In other words, we probably need to

Move everything node cost related to a single place
Find a function that has some fixed limit and increases fast for smaller values. (log?)
It should also take the optional values into account, though it should not increase linearly based on them.
Document how the function works and why it is a good function
Test it

Replace DayIsActive by something else for the calendar

The way DayIsActive is used in the calendar.py is pretty ugly. Maybe we should just use a tuple or something.

Fix BaseContainer equality comparison

When comparing two BaseContainer, the entries should be sorted in some way first.

Check if unused routes can exist

Currently unused routes can exist and are removed. Check if this is true and document why this happens, otherwise document why that can not happen here.

Best node selection is obscure and not working properly

Currently, the best node is simply the one that was selected for most routes.
This seems to work most of the time, but probably selects non-optimal nodes sometimes.
The best route selection should also work on multiple, detached routes.

Check if the way we currently select the best nodes works properly
If it does:
- Document, how and why
- Recalculate the node scores for the full route.
Otherwise:
- Find a better way
- Document, how/why this works better/at all.

Repeat strategy "autodetect"

Most of the time, it should be clear, which repeat strategy should be used. We simply need to check for "-" and "/" and set the repeat_strategy to mean in that case.
This requires however, that there are no special symbols with meaning, that were removed during preprocessing. Hence, we should add a new default repeat strategy "autodetect", while keeping the other two, in case autodetection fails.

Add .cache fallback

In case the default cache directory can not be read, use ./.pdf2gtfs_cache or p2g_dir/.cache or something similar. (maybe TempDir with fixed name?)

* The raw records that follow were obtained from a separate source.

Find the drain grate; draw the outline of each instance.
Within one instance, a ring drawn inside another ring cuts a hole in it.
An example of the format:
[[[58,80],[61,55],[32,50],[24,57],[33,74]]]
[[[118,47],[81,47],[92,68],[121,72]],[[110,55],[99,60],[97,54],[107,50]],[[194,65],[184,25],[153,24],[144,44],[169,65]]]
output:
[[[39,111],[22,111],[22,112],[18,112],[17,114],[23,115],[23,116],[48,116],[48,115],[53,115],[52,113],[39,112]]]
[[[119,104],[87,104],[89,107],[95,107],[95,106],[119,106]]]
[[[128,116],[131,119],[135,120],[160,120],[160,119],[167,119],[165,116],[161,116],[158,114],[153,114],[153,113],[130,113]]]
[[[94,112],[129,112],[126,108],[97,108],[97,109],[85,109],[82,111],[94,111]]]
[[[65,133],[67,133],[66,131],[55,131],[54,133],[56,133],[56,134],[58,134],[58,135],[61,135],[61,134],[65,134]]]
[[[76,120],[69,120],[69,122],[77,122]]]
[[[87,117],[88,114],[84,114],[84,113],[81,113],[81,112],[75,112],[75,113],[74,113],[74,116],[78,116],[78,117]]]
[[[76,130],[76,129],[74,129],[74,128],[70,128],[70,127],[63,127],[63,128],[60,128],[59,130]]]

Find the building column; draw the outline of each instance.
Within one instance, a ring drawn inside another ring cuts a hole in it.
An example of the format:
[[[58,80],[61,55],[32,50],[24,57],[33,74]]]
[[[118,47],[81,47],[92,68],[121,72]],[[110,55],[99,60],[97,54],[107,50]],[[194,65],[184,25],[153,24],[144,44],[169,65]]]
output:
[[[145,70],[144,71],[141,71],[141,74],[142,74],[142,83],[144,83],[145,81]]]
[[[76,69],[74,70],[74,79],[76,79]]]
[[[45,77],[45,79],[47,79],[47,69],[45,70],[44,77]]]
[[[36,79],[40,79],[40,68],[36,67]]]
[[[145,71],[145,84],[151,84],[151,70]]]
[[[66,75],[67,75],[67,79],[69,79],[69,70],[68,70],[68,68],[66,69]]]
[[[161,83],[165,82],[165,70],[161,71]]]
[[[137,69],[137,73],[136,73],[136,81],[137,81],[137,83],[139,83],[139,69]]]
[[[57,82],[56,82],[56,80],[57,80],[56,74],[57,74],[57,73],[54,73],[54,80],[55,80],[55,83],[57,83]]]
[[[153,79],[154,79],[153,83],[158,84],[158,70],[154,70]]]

Create a single temp dir for testing

This way it is immediately clear, which test run which test belongs to.
The name of the tempdir should probably be something like pdf2gtfs_test_{date}_{time}.

Advanced repeat columns

Some agencies have resorted to "interesting" ways of using repeat columns (e.g. line 1 of the Leipziger Verkehrsbetriebe).
The problem is twofold:

First we need to properly detect the columns, as well as the start-/end-stops for that particular repeat interval.
To properly convert these into normal columns, we basically need to start with the shortest interval and whenever (i * interval) > (k * other_interval) (or something similar), change the route accordingly.

Right now, the first part of this seems to be the bigger problem, while the second part looks like it definitively looks like it could end up looking like a hack.

On the other hand, we could ask the user to provide stop ids and the interval to use between them, similar to how we ask for the agency. This could also be done in conjunction of the above: The detection part is input by the user or some file, while the conversion part is done automatically.

Improve optional key handling

Adding new optional keys should be as easy as

Add name to OPT_KEYS/OPT_OSM_KEYS
Add logic to opt_keys_to_int, if the key should impact the node cost
Add a new field to the associated GTFS object and also updating the required defaults/logic when creating such a GTFS object
Add a new function called here, before the GTFS feed is written

Currently, this is (also because of #25) not the case.

CLI needs improvement

The cli can be improved in some ways:

We need a shorthand for frequent commands.
The help text could be added to the properties instead (#33 ).
#29
Some arguments need to be required. (e.g. routetype)
Also check, if there are any conditionally required arguments.
Check, which properties would make good arguments as well, but currently are not.